É bacana observar como Dumas consegue imprimir uma complexidade aos nossos cavaleiros: Atos: nosso cavaleiro com ares de Sir, erudito e calado que, devido a problemas do passado, tem problemas que afetam a vida de nosso mosqueteiro; Porthos, o grandalhão fanfarrão e conquistador nato; e Aramis, nosso aspirante a padre (o mais “misterioso” dos amigos), que eventualmente se entrega aos prazeres terrenos.

Além das aventuras, podemos ver como Dumas explora as paixões e fraquezas humanas mostrando que por vezes, nada além de anseios particulares, norteiam a vida de quem está no poder.

“D’Artagnan se admirou dos fios frágeis e desconhecidos a que às vezes estão suspensos os destinos de um um povo e a vida dos homens” – pág.208.

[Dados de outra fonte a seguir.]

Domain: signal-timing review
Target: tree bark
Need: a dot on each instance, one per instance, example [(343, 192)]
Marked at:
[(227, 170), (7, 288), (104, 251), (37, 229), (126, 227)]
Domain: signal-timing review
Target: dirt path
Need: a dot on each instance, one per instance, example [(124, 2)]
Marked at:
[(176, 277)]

Um aspecto bem forte na narrativa (além, é claro, das cenas de luta) são os casos amorosos que, de certa forma, permeia tudo que se passa.

Se você já assistiu alguma adaptação da obra, peço-lhe que não deixe de ler o original, pois tenho certeza que irá se apaixonar pela história.

Livro mais que recomendado!!!

Obs.: ALERTA DE SPOILER – leia por sua conta e risco!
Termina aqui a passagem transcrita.